Batwoman complicates Ruby Rose’s departure with Circe




Batwoman's Rachel Skarsten is held captive by newcomer Wallis Day in a creepy wooden mask.

Rachel Skarsten and Wallis Day on Batwoman.
Photo: The CW

When Ruby rose announced that she was leaving Batwoman last May, the show had one problem – several problems, in fact. Rose was of course the star and the frontman of the series, but each part The series was built solely around Kate Kane, so the CW writers had to know what to do with the character. So far, the show’s solution is the most complicated decision possible.

I feel for the writers because Rose’s departure left them in a bad position. Since Kate was the only part of the show worth investing in during its lackluster first season, she couldn’t disappear completely, never to reappear; Additionally, Kate would be needed to bridge the second season to the premiere so that the series didn’t feel like it was rebooted in its early days, potentially losing the fans she created. Plus, I can see how the Arrowverse’s commitment to continuity would make the creators feel like they needed to explain why Kate would no longer look or look like Rose. Ultimately, they decided to make Rose’s Kate Kane appear to die in a plane crash between seasons one and two, which led to Javicia Leslie’s Ryan Wilder donning the hood for her.

When Kate returned, she had been disfigured by the accident, which provided a practical reason why she no longer looked like the previous star and would be played by the actor. Wallis Day rather. It’s a pretty messy response, but messy like a traditional soap opera, and it probably would have been nice if Batwoman did not complicate it beyond measure. See, it turns out that Black Mask (Peter Outerbridge) AKA Roman Sionis AKA Season Two’s new bat-villain had sent his minions to capture Kate immediately (like, the plane wreckage was still on fire) and imprisoned her for six weeks, and having Enigma (Laura Mennell) brainwash her into believing that she was his daughter Circe. Meanwhile, Safiyah (Shivaani Ghai), the main season two antagonist, said to Kate’s sister and season one villain Alice / Beth (Rachel Skarsten) that she was holding Kate prisoner on an island. She wasn’t, but was using it to fuck Alice because … she was in love with her and very mad Alice was in love with Ocean (Nathan Owens). I told you, soap opera.

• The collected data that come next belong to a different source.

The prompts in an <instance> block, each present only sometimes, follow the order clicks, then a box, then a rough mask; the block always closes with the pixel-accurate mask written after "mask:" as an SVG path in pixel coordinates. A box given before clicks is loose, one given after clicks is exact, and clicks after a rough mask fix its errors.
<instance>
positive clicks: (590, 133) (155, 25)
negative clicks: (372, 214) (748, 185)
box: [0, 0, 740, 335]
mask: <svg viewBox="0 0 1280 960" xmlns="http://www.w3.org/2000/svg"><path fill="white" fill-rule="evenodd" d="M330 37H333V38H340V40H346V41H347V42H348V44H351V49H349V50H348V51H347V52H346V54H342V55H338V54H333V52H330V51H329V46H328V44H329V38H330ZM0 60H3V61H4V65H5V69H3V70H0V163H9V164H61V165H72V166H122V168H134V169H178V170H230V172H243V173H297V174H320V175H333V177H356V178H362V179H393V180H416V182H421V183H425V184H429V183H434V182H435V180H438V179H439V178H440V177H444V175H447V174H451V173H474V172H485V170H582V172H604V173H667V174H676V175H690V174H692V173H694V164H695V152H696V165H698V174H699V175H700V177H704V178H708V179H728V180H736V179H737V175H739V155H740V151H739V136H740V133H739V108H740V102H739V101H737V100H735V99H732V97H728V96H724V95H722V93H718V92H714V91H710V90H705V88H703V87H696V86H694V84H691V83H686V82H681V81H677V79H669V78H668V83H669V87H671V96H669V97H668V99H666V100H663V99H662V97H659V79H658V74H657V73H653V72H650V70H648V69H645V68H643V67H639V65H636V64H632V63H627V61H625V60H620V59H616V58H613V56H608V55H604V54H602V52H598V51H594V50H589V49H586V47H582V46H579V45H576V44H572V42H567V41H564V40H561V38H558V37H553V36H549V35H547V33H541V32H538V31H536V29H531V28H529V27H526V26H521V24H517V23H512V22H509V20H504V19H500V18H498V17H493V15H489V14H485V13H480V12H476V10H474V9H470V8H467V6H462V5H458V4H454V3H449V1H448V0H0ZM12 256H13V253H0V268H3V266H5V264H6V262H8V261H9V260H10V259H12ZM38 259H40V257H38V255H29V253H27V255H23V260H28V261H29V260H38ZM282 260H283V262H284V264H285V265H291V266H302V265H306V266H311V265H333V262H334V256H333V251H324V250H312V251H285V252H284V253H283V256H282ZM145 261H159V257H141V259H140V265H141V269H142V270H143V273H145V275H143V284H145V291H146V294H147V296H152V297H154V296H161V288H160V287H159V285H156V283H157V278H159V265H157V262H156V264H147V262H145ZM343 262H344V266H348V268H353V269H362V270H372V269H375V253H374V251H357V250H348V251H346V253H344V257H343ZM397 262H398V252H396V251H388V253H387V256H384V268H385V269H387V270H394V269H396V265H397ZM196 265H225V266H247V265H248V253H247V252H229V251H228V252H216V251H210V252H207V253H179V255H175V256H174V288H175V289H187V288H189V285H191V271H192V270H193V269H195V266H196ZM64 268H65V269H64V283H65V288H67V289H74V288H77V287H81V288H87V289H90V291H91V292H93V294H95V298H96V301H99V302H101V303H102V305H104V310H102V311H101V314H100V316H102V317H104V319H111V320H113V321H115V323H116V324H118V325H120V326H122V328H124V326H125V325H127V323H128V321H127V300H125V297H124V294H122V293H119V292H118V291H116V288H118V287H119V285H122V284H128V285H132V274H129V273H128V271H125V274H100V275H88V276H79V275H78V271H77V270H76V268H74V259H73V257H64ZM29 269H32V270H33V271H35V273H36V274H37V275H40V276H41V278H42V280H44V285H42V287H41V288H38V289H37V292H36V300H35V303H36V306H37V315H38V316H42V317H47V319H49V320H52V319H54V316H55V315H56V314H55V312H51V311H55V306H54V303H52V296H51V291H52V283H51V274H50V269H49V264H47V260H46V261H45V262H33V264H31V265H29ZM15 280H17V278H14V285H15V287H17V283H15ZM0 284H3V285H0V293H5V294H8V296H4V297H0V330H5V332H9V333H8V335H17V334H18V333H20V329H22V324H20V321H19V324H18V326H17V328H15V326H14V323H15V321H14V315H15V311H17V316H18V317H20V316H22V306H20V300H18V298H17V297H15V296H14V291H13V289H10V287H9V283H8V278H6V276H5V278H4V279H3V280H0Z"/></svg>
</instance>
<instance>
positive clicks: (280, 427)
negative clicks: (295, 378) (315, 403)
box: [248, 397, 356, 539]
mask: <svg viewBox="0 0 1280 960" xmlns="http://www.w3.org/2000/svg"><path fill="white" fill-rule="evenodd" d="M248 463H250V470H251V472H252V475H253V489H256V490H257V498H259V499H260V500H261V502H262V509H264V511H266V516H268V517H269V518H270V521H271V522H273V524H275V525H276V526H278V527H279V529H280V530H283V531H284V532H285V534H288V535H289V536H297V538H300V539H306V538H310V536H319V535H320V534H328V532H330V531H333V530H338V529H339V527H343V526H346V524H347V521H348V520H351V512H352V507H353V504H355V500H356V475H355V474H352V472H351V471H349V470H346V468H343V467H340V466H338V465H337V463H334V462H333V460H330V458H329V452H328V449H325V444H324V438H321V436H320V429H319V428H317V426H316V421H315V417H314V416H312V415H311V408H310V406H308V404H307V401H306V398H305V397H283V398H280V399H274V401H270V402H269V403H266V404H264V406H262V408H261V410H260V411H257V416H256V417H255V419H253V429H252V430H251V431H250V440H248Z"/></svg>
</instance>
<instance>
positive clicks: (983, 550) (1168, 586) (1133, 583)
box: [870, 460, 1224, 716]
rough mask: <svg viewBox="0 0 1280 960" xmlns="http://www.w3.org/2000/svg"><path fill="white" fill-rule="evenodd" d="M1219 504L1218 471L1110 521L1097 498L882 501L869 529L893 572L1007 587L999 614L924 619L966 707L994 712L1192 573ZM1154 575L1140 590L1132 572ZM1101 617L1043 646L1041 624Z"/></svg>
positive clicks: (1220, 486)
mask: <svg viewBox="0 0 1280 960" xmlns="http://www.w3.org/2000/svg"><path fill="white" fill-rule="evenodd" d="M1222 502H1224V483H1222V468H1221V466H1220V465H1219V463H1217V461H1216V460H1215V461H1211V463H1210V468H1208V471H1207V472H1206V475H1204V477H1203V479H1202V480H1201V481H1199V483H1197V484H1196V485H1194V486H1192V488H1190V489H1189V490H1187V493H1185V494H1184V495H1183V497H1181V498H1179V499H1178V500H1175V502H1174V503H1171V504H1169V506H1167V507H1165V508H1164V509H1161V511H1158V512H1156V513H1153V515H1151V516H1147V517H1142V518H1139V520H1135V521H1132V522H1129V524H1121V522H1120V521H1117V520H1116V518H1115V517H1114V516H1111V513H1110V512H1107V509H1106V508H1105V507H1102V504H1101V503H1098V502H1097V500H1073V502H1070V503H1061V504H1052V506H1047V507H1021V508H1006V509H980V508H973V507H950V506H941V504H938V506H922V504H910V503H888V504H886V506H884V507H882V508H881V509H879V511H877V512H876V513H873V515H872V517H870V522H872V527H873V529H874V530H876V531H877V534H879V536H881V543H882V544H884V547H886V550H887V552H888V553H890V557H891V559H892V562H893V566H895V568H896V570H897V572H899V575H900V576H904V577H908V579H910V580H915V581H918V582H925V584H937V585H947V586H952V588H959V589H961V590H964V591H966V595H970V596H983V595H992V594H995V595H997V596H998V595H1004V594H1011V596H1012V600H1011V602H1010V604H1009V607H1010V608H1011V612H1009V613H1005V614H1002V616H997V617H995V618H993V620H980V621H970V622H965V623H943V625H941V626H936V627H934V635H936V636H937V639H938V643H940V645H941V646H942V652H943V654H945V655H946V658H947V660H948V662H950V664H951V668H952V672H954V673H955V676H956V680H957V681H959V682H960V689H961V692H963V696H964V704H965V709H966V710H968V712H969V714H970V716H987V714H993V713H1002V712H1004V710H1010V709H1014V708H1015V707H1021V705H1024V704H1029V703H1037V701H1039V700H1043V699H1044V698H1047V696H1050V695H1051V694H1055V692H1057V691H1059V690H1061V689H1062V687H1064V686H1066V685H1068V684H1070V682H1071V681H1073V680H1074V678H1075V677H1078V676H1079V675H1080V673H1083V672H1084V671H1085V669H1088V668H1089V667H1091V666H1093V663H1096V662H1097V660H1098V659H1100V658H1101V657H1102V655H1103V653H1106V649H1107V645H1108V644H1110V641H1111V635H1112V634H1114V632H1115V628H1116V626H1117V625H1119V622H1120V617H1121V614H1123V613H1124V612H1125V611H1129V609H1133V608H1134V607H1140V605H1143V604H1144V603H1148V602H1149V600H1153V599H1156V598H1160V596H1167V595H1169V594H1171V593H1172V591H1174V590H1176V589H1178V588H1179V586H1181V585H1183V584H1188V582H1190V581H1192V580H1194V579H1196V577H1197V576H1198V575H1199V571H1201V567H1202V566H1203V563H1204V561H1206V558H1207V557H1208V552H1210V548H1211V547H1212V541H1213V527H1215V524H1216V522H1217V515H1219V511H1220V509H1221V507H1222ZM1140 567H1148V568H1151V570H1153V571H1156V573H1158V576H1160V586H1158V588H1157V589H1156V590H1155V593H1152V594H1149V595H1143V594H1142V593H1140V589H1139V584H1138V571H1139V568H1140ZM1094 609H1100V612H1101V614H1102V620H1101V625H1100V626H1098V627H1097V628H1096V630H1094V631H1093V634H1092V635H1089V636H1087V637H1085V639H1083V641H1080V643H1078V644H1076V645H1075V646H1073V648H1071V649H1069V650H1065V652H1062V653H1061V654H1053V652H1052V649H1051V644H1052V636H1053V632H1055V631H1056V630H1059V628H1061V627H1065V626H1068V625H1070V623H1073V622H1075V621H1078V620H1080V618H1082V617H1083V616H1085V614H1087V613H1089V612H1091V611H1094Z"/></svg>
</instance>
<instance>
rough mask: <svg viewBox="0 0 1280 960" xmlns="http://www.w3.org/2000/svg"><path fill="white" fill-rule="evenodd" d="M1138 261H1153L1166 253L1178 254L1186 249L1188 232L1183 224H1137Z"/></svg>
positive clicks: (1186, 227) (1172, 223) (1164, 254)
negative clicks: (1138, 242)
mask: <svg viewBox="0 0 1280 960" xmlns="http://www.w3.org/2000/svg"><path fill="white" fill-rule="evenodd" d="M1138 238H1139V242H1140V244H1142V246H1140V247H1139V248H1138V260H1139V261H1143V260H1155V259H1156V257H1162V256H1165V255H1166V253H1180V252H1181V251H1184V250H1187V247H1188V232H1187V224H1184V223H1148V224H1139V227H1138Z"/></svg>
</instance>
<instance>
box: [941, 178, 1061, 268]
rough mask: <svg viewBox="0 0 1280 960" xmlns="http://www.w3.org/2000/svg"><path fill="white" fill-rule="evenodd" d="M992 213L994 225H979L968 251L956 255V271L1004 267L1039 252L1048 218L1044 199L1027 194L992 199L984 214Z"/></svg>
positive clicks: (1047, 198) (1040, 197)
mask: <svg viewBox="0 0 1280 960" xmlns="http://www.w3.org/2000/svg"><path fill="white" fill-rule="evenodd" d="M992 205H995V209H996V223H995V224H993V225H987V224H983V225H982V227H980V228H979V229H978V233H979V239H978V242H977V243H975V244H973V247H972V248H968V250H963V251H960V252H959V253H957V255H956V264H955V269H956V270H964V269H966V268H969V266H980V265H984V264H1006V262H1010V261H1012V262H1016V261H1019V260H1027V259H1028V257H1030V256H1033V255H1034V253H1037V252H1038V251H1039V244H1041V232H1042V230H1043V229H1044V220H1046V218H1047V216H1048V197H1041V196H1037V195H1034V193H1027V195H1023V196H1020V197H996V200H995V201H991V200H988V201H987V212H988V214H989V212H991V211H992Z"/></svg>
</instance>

What a perfect fit this face is ...

What a perfect fit this face is …
Photo: The CW

In fact, Kate was tortured by Black Mask to the point that her voice mail was damaged (to explain why she didn’t look like Rose either) and was brainwashed to remove “Kate” and replace her memories with that. of Circe who is really dead. Black Mask did all of this because he kind of blamed Batwoman for her daughter’s murder. She actually died in a scramble / fire in Arkham after Alice let all the inmates go cover her own escape in the first season. However, Roman blames Kate-as-Batwoman simply because she was there at the time, so once all the brainwashing is done, he sends Kate-as-Circe to capture Alice. He intends to kill her but at the last moment he changes his mind and asks Alice to use her very special face-making abilities to give “Circe” the true face of Circe … except Alice finally recognizes her sister through her eyes once she put the skin on her.

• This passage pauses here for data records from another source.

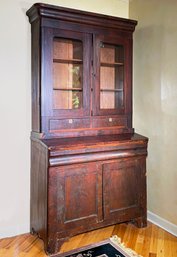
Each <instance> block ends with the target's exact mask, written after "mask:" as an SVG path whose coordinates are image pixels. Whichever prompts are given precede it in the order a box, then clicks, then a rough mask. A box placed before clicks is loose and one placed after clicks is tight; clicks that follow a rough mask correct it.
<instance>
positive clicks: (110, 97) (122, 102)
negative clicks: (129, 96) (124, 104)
mask: <svg viewBox="0 0 177 257" xmlns="http://www.w3.org/2000/svg"><path fill="white" fill-rule="evenodd" d="M100 47H101V49H100V61H101V66H100V91H101V92H100V109H119V108H122V107H123V104H124V99H123V95H124V88H123V84H124V48H123V46H116V45H110V44H104V43H102V44H101V45H100Z"/></svg>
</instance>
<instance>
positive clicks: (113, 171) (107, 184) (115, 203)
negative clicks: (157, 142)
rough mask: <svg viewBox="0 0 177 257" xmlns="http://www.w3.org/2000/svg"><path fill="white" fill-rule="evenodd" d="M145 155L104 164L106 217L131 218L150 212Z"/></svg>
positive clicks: (103, 169)
mask: <svg viewBox="0 0 177 257" xmlns="http://www.w3.org/2000/svg"><path fill="white" fill-rule="evenodd" d="M145 173H146V172H145V158H138V159H128V158H127V159H121V160H118V161H116V162H112V163H106V164H104V165H103V204H104V219H105V220H106V219H111V220H112V222H113V221H115V222H121V221H126V220H127V221H128V220H131V219H133V218H137V217H140V216H142V215H144V212H146V176H145Z"/></svg>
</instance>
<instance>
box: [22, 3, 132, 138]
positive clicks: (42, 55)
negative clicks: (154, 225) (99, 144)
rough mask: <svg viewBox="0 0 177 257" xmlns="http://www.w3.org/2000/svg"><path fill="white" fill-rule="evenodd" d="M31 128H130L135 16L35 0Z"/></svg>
mask: <svg viewBox="0 0 177 257" xmlns="http://www.w3.org/2000/svg"><path fill="white" fill-rule="evenodd" d="M27 15H28V17H29V20H30V22H31V24H32V26H31V27H32V97H33V107H32V117H33V118H32V130H33V132H36V133H37V134H40V135H42V137H44V138H52V137H76V136H97V135H110V134H120V133H133V128H132V34H133V31H134V29H135V26H136V23H137V22H136V21H132V20H127V19H122V18H116V17H110V16H105V15H101V14H93V13H89V12H82V11H78V10H72V9H66V8H61V7H56V6H55V7H54V6H51V5H45V4H35V5H33V6H32V7H31V9H30V10H29V11H28V12H27Z"/></svg>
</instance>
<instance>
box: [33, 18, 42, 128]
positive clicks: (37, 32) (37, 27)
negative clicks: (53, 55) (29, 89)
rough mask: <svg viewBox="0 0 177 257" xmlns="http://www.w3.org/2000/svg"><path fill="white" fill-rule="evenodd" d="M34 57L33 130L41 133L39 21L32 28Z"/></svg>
mask: <svg viewBox="0 0 177 257" xmlns="http://www.w3.org/2000/svg"><path fill="white" fill-rule="evenodd" d="M31 33H32V39H31V47H32V49H31V51H32V52H31V55H32V63H31V65H32V81H31V83H32V130H33V131H35V132H40V91H41V89H40V80H41V78H40V74H41V72H40V58H41V56H40V22H39V21H38V20H37V21H35V22H33V23H32V27H31Z"/></svg>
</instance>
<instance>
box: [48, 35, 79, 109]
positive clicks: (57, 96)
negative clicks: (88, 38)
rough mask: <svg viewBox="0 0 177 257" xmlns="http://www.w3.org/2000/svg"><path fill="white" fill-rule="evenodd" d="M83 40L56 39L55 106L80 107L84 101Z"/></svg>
mask: <svg viewBox="0 0 177 257" xmlns="http://www.w3.org/2000/svg"><path fill="white" fill-rule="evenodd" d="M82 55H83V50H82V42H81V41H77V40H70V39H61V38H56V39H54V43H53V108H54V109H79V108H82V102H83V99H82V98H83V62H82V58H83V56H82Z"/></svg>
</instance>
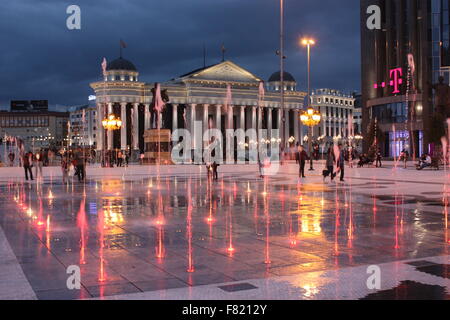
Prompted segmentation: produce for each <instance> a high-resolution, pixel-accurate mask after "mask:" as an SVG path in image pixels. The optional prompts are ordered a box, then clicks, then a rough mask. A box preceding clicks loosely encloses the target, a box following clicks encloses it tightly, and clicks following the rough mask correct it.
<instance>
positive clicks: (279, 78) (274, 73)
mask: <svg viewBox="0 0 450 320" xmlns="http://www.w3.org/2000/svg"><path fill="white" fill-rule="evenodd" d="M283 75H284V77H283V78H284V81H286V82H296V81H295V78H294V77H293V76H292V74H290V73H289V72H286V71H285V72H283ZM280 81H281V72H280V71H278V72H275V73H274V74H272V75H271V76H270V78H269V82H280Z"/></svg>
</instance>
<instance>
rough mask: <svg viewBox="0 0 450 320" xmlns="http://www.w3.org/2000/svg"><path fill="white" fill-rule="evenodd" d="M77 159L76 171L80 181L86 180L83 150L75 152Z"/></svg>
mask: <svg viewBox="0 0 450 320" xmlns="http://www.w3.org/2000/svg"><path fill="white" fill-rule="evenodd" d="M75 160H76V172H77V176H78V182H82V181H84V178H85V159H84V157H83V152H82V151H81V150H78V151H77V152H76V153H75Z"/></svg>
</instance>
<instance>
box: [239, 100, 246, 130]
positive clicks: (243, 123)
mask: <svg viewBox="0 0 450 320" xmlns="http://www.w3.org/2000/svg"><path fill="white" fill-rule="evenodd" d="M240 111H241V112H240V124H239V129H242V130H244V131H245V106H241V110H240Z"/></svg>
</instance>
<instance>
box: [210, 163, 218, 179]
mask: <svg viewBox="0 0 450 320" xmlns="http://www.w3.org/2000/svg"><path fill="white" fill-rule="evenodd" d="M218 167H219V164H217V162H215V161H214V162H213V164H212V170H213V179H214V180H216V181H217V180H219V174H218V171H217V169H218Z"/></svg>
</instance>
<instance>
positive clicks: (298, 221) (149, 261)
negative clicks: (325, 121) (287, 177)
mask: <svg viewBox="0 0 450 320" xmlns="http://www.w3.org/2000/svg"><path fill="white" fill-rule="evenodd" d="M284 181H286V179H283V178H280V177H278V178H277V179H273V180H272V179H270V180H266V181H262V180H261V181H260V180H254V179H248V180H243V179H242V177H239V176H227V177H225V178H224V179H223V180H221V181H218V182H216V183H212V182H208V181H207V180H205V179H199V178H180V177H161V178H159V179H158V178H156V177H153V178H144V179H140V180H126V179H103V180H90V181H89V182H87V183H86V184H85V185H83V184H70V185H63V184H61V183H55V182H52V183H44V184H26V183H25V184H24V183H22V182H9V183H7V184H4V185H2V186H0V190H1V193H0V205H1V207H2V210H1V212H0V225H1V227H2V228H3V230H4V232H5V234H6V236H7V238H8V240H9V242H10V244H11V247H12V248H13V250H14V253H15V255H16V256H17V258H18V260H19V262H20V264H21V267H22V269H23V270H24V273H25V275H26V277H27V278H28V280H29V282H30V283H31V286H32V287H33V289H34V291H35V292H36V294H37V296H38V298H40V299H55V298H58V299H78V298H89V297H103V296H110V295H115V294H124V293H135V292H145V291H155V290H161V289H170V288H181V287H187V286H199V285H208V284H215V283H227V282H235V281H244V280H248V279H260V278H270V277H274V276H286V275H295V274H298V273H303V272H311V271H321V270H333V269H338V268H344V267H350V266H358V265H367V264H374V263H383V262H390V261H396V260H405V259H419V258H425V257H430V256H437V255H444V254H448V243H449V240H448V226H447V216H445V218H444V216H443V214H438V213H433V212H426V211H424V210H422V205H423V203H419V202H420V200H413V199H411V198H405V195H402V194H395V195H386V196H372V197H371V196H366V195H362V194H358V193H357V192H354V186H352V185H351V184H350V185H346V186H343V187H340V186H335V185H323V184H305V185H302V184H298V185H297V184H288V183H284V184H283V182H284ZM358 184H361V185H362V186H363V187H365V186H366V183H360V182H359V181H358ZM355 185H356V183H355ZM414 201H416V202H414ZM446 203H447V202H446V201H441V202H440V205H442V206H443V207H445V212H446ZM405 204H410V205H412V206H413V207H414V205H416V204H417V205H420V207H418V208H413V207H411V206H408V207H405V206H404V205H405ZM432 204H433V205H434V204H436V200H433V201H432ZM70 265H77V266H80V269H81V283H82V288H81V290H79V291H70V290H68V289H67V286H66V281H67V277H68V275H67V273H66V268H67V267H68V266H70ZM403 286H411V284H403Z"/></svg>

Attention, this is the simplified version of what happened to Kate, and yet it all seems totally unnecessary. Again, I understand why the show wanted to keep the character, at least until audiences got involved in Batwoman 2.0, and I understand why it felt it necessary to explain why Ruby Rose was no longer playing her. But are Kate fans really happy with her new role as Black Mask’s victim and pawn? Was the story improved by putting Kate through this story walarm? And was spending 14 episodes too much justifying why Kate no longer looked or looked like Ruby Rose any better than just recasting her and not worrying about it?

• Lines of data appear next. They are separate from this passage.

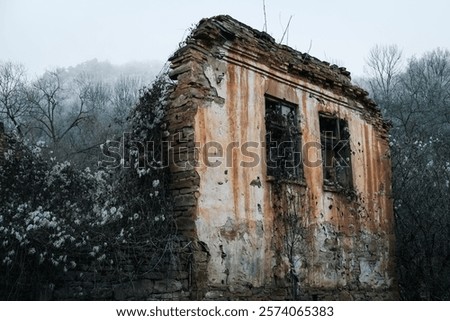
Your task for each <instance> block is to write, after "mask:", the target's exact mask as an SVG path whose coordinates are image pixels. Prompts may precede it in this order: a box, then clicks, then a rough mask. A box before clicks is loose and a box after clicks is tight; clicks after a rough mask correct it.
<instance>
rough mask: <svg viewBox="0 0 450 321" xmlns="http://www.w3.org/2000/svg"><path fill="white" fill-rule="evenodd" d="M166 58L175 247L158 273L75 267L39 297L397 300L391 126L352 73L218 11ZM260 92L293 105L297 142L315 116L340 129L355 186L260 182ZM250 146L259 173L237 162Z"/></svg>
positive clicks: (308, 134)
mask: <svg viewBox="0 0 450 321" xmlns="http://www.w3.org/2000/svg"><path fill="white" fill-rule="evenodd" d="M170 62H171V72H170V78H171V79H172V80H173V81H174V82H175V87H174V90H173V91H172V92H171V94H170V97H169V98H168V102H167V106H168V110H167V117H166V119H165V122H166V123H167V131H168V134H167V136H168V137H169V139H170V144H171V145H170V170H171V184H170V193H171V195H172V198H173V208H174V215H175V218H176V225H177V231H178V233H179V235H178V239H177V241H176V242H174V243H173V244H172V246H171V251H170V253H166V254H164V255H162V256H161V261H160V262H159V264H158V267H157V268H155V266H154V264H152V262H148V264H143V265H140V266H136V265H135V264H133V260H132V259H130V258H129V257H126V256H122V260H123V261H122V264H120V266H123V269H121V270H120V271H116V270H112V269H110V268H108V267H107V266H93V265H85V266H83V265H80V269H79V271H71V272H69V273H68V274H67V278H65V279H64V280H61V282H60V284H55V285H52V286H51V287H50V288H49V290H48V291H47V290H46V289H44V290H43V297H51V298H53V299H58V300H62V299H103V300H110V299H111V300H152V299H153V300H188V299H196V300H287V299H296V300H374V299H376V300H387V299H396V298H397V289H396V278H395V254H394V244H395V243H394V241H395V240H394V229H393V226H394V225H393V224H394V222H393V211H392V201H391V199H390V193H391V192H390V161H389V145H388V141H387V129H388V128H387V125H386V124H385V123H384V122H383V120H382V118H381V113H380V111H379V110H378V109H377V107H376V105H375V103H374V102H373V101H371V100H370V99H369V98H368V96H367V93H366V92H365V91H364V90H362V89H361V88H358V87H356V86H354V85H352V83H351V80H350V73H349V72H348V71H346V70H345V68H339V67H337V66H333V65H330V64H328V63H326V62H322V61H319V60H317V59H315V58H313V57H311V56H309V55H307V54H302V53H299V52H297V51H295V50H293V49H291V48H289V47H286V46H283V45H280V44H277V43H276V42H275V41H274V39H272V38H271V37H270V36H269V35H267V34H266V33H264V32H259V31H257V30H254V29H252V28H250V27H248V26H246V25H244V24H241V23H240V22H238V21H236V20H234V19H232V18H230V17H228V16H218V17H213V18H211V19H205V20H202V21H201V22H200V24H199V25H198V27H197V28H196V29H195V30H194V31H193V32H192V34H191V35H190V36H189V37H188V38H187V40H186V43H185V45H184V46H183V47H182V48H181V49H179V50H178V51H177V52H176V53H175V54H174V55H173V57H172V58H171V59H170ZM266 95H270V96H271V97H277V98H279V99H280V100H282V101H286V102H289V103H291V104H292V105H295V106H298V112H299V115H300V117H299V118H300V119H299V129H300V130H301V132H302V141H303V142H315V143H320V134H321V133H320V129H319V116H318V115H319V114H318V113H327V114H332V115H337V116H338V117H339V118H341V119H344V120H345V121H347V122H348V124H349V130H350V133H351V138H350V144H351V151H352V155H351V158H352V162H351V164H352V165H351V166H352V173H353V187H352V189H348V190H339V189H332V188H327V187H326V186H324V176H323V175H324V174H323V172H322V167H321V166H320V167H317V166H316V167H308V166H305V168H304V176H303V177H302V179H301V180H299V181H296V182H292V181H288V180H281V179H277V178H276V177H275V178H274V177H268V175H267V173H266V168H265V167H264V166H263V164H264V160H265V159H264V158H265V150H264V148H263V143H264V141H265V134H266V129H265V108H264V99H265V97H266ZM249 141H252V142H257V143H258V145H257V147H255V149H253V150H251V151H252V152H253V153H254V155H259V157H260V163H258V164H257V166H249V167H246V166H242V165H241V164H243V163H245V162H248V160H249V159H248V156H249V154H245V153H242V150H241V149H240V147H241V146H242V144H243V143H245V142H249ZM210 142H214V144H212V145H211V144H210ZM208 144H209V145H208ZM217 144H218V145H217ZM230 144H231V145H230ZM217 146H221V147H222V148H223V150H222V153H221V152H220V151H219V150H218V148H217ZM229 146H231V148H229ZM316 152H317V151H316ZM319 152H320V151H319ZM306 156H314V155H312V154H311V155H309V154H308V155H306ZM316 156H317V155H316ZM119 257H121V256H120V255H119ZM128 260H129V262H128Z"/></svg>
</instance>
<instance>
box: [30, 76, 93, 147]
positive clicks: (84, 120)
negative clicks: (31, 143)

I think the answer to all of these questions is “no”. It would’ve been so easy to keep Kate’s disappearance a primary mystery throughout the season, which, if done right, would have kept Batwoman fans invested without any of that gobbledygook. It would have been even easier to just recast Kate and have her take a few scenes to explain that she was going out to find Bruce Wayne in the world – which she wanted to do in the first season anyway. Of course, it would be strange if the series’ character cast were mostly made up of Kate’s twin sister, Kate’s father, Kate’s half-sister, and Kate’s former lover, but not Kate, but guess what? Kate is here and it’s still super weird because Kate isn’t really Kate anymore and there apparently was no plan for Black Mask to use her in any way like Kate – he just wanted to may her daughter come back.

It’s the TV equivalent of slowly and painfully removing the Band-Aid instead of pulling it off quickly. What’s the end of the game here? Leaving Kate as a minor antagonist in the show she’s already been fronting for isn’t a viable option; its story must be closed, and the sooner the better. And then maybe Batwoman can tell a story that does not require a flowchart.